Shorts
#INDvSL: #Smog decides the match in Delhi
Delhi’s notorious smog got to the Sri Lankan cricket team on Sunday in their third Test match with India. The players halted play more than once, reportedly vomited in the dressing room and finally wore anti-pollution masks on the field. Two of their fast-bowlers, Lahiru Gamage and Suranga Lakmal, left the field following breathing difficulties, and in the post-lunch session, the team didn’t have enough fit players for the game.
With the match at the capital’s Feroz Shah Kotla stadium held up, the Sri Lankans forced host India to declare their innings. Significantly, the Indian team took the field without wearing masks.
India declared their first innings at 536-7, with captain Virat Kohli scoring a career-best of 243.
“It (the pollution level) got extremely high at one point, we had players coming in at one point and vomiting. There were oxygen cylinders in the dressing room. It is not normal for players to suffer in that way while playing the game. From our point of view, it has to be stated that it is a very, very unique case,” Sri Lanka coach Nic Pothas was quoted as saying in a report by The Indian Express.

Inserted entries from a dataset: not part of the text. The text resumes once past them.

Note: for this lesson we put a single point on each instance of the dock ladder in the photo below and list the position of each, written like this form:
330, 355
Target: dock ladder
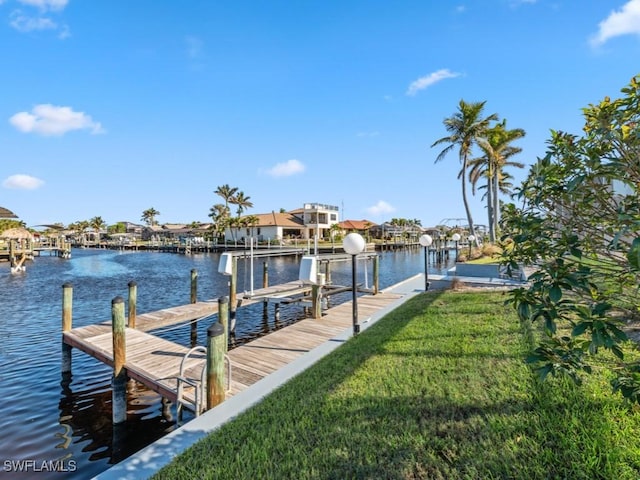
198, 404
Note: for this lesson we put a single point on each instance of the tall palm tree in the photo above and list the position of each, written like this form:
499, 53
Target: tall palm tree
241, 201
149, 216
219, 214
497, 151
465, 127
226, 192
97, 224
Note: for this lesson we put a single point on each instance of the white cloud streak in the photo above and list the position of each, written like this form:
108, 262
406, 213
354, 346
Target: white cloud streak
622, 22
380, 208
51, 120
24, 23
430, 79
22, 182
286, 169
45, 5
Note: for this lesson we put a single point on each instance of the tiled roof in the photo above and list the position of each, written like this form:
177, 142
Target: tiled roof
356, 224
279, 220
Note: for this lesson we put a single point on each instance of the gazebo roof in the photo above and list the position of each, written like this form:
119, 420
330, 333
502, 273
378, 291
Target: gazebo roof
6, 213
16, 233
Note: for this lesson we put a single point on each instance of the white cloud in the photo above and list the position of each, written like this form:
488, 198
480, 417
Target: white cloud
380, 208
46, 4
22, 182
622, 22
368, 134
50, 120
24, 23
428, 80
286, 169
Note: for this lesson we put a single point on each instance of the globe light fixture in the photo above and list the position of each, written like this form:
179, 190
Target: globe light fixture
354, 244
471, 239
426, 241
456, 238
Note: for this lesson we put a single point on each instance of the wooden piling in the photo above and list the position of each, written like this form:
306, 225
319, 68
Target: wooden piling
133, 302
67, 320
316, 304
265, 275
194, 299
215, 365
376, 275
119, 380
223, 318
233, 286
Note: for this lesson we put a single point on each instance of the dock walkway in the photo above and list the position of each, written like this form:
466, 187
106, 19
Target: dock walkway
156, 362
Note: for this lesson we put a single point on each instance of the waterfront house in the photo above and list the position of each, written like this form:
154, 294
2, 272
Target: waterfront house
303, 223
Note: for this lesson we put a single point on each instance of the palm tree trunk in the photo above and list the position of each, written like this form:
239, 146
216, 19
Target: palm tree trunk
496, 204
464, 197
490, 211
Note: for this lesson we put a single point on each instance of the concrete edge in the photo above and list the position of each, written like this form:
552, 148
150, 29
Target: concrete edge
146, 462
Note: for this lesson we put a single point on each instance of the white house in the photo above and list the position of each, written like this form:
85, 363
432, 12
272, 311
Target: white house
302, 223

Another report in The New Indian Express said the Lankan players were booed by the 20,000-strong crowd, that also chanted “losers losers” as the players from the island nation retreated to the dressing room.
Delhi’s air quality is currently in the “very poor” category. But BCCI acting president CK Khanna was quoted as saying that “if 20,000 people in the stands did not have a problem and the Indian team did not face any issue, I wonder why the Sri Lankan team made a big fuss”.